Robert Stevenson | 96 mins | download | PG
I was meant to read Jane Eyre in the first year of my degree, but, given a week to attempt what seemed a positively enormous tome (I partly blame the edition) and a coinciding essay deadline, I didn’t even attempt it. Instead I settled for a friend summarising it for me — I tuned out halfway through the very long retelling due to boredom, though whether that was the fault of the novel or its summariser I still don’t know. I finally got through Jane Eyre the year before last — not the novel, though, but the BBC’s apparently-definitive adaptation (has it been that long already!), following numerous extremely positive reviews at the time. That was good — because or in spite of the novel, I do not know.

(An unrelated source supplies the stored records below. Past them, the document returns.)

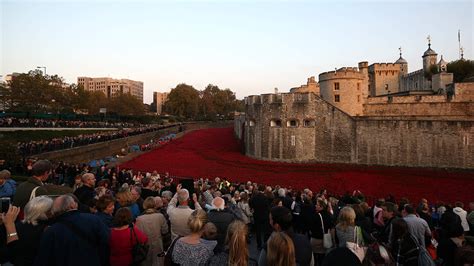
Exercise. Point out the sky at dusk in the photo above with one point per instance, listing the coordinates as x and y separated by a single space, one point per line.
250 47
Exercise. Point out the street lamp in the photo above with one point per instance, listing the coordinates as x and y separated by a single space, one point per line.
44 69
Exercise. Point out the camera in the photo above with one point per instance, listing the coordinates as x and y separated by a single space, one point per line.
5 204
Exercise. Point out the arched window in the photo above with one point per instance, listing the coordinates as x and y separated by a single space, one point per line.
275 123
308 123
292 123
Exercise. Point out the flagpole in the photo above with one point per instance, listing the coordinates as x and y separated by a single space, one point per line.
459 42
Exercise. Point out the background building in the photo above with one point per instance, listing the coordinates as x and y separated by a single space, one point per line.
111 87
159 99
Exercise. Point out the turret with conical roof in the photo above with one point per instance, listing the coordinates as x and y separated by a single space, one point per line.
403 63
429 57
442 65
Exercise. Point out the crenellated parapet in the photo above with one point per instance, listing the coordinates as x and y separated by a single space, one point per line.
341 73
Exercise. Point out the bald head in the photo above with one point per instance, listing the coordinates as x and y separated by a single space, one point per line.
88 179
158 202
63 204
218 203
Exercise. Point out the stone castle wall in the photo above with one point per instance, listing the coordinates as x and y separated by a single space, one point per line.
352 91
384 78
320 132
416 143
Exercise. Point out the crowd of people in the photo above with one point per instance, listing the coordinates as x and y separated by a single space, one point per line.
111 216
40 146
61 123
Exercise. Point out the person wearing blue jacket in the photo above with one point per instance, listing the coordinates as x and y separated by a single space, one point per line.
7 185
75 238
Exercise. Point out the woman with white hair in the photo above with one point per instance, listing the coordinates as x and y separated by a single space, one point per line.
23 249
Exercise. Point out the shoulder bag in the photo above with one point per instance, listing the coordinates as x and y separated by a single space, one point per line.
139 250
327 238
357 249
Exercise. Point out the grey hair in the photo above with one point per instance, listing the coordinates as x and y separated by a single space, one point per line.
218 203
167 194
281 192
183 195
86 176
137 189
63 204
36 209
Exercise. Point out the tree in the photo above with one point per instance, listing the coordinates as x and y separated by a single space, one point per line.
461 69
183 101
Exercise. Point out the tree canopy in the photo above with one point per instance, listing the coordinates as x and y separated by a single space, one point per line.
210 104
34 92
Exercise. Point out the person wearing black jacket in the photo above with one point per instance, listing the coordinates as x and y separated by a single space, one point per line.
281 221
320 219
261 206
86 193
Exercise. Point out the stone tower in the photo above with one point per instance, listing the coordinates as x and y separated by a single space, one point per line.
403 64
430 57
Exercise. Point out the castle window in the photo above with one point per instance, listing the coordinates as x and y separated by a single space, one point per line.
308 123
275 123
292 123
293 140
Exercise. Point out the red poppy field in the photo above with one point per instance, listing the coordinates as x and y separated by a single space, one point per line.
215 152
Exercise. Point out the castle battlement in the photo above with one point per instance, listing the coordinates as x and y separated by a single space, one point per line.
385 66
342 73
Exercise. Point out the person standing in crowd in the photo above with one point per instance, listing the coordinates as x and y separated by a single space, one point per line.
125 199
261 206
136 196
403 245
122 238
148 188
243 205
236 250
23 250
74 239
321 223
7 185
281 221
105 208
418 227
346 227
208 195
281 251
459 210
86 193
470 218
192 249
179 215
153 224
26 190
221 218
389 211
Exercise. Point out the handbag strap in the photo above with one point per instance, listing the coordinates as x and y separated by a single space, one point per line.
355 235
322 222
78 232
132 233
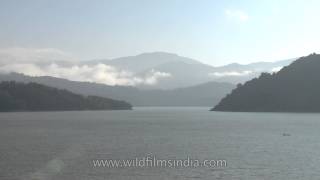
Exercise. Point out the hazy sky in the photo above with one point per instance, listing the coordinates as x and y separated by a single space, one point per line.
214 32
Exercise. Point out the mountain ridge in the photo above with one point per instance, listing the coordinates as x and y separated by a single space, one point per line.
294 88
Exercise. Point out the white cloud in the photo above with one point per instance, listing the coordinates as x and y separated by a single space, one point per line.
230 73
276 69
43 62
238 15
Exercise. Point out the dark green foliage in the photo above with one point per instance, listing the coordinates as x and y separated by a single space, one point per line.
36 97
295 88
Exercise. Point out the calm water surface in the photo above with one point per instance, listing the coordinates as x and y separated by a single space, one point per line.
62 145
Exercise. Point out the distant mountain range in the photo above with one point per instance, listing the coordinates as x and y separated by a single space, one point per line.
294 88
185 72
156 70
206 94
36 97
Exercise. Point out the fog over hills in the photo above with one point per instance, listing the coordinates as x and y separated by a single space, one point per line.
295 88
181 71
156 70
201 95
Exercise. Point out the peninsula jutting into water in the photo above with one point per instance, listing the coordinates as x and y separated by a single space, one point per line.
36 97
294 88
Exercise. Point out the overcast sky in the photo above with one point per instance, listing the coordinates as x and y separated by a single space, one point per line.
214 32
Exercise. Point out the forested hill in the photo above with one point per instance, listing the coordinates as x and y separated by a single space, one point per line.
295 88
36 97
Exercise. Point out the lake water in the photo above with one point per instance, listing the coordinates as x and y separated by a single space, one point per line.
63 145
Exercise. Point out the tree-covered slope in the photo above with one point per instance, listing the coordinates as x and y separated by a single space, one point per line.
36 97
295 88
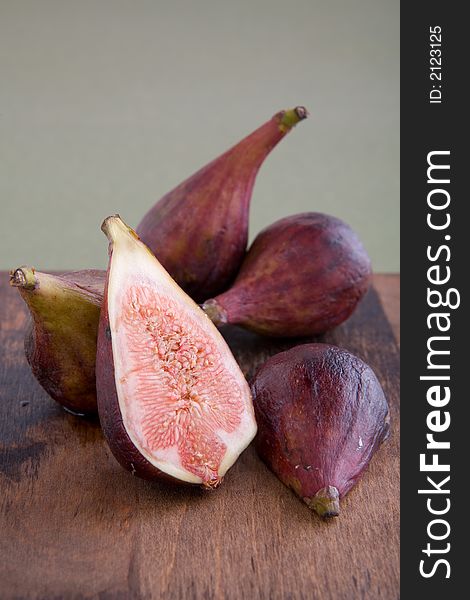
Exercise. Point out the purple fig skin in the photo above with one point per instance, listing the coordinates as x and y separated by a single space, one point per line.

And so I come to this version, made in the wake of Rebecca (ironically, a novel clearly inspired in part by Jane Eyre) and also starring Joan Fontaine, alongside Orson Welles as the brooding love interest, Rochester. Well, he’s supposed to be brooding, but as played by Welles he comes across as merely gruff, apparently with a slightly unusual fake tan. Despite a suitably dramatic entrance, Welles’ stilted and occasionally overplayed performance, as well as a lack of chemistry with the equally weak Fontaine, does nothing to liven up what is already a rather uninspired production. The first 20 minutes are, at best, a Dickens rip-off, though without the appropriate comeuppance for the villains; in this version, it’s less Dickens and more obscene Christian morality play, complete with flat performances and (obviously) an over-reliance on God.
This section moves slowly… and then so does the rest of the film. Considering I’m primarily comparing this hour-and-a-half version to a four-hour miniseries, that’s quite a feat. The plot’s twists and revelations are all sadly underplayed, removing much of their dramatic effect; the same can be said of the abrupt ending. Perhaps there was an assumption that the audience would already be familiar with them, but true or not their weakening helps ruin this interpretation. And that’s all without mentioning the atrocious French accent of Adele, Rochester’s young ward, which often sounds as much like a bad Welsh accent as a French one.
All round, then, a very poor effort. A handful of redeeming features (the odd nice bit of cinematography, brief flashes of some decent performances) keep it from quite sinking to the lowest mark.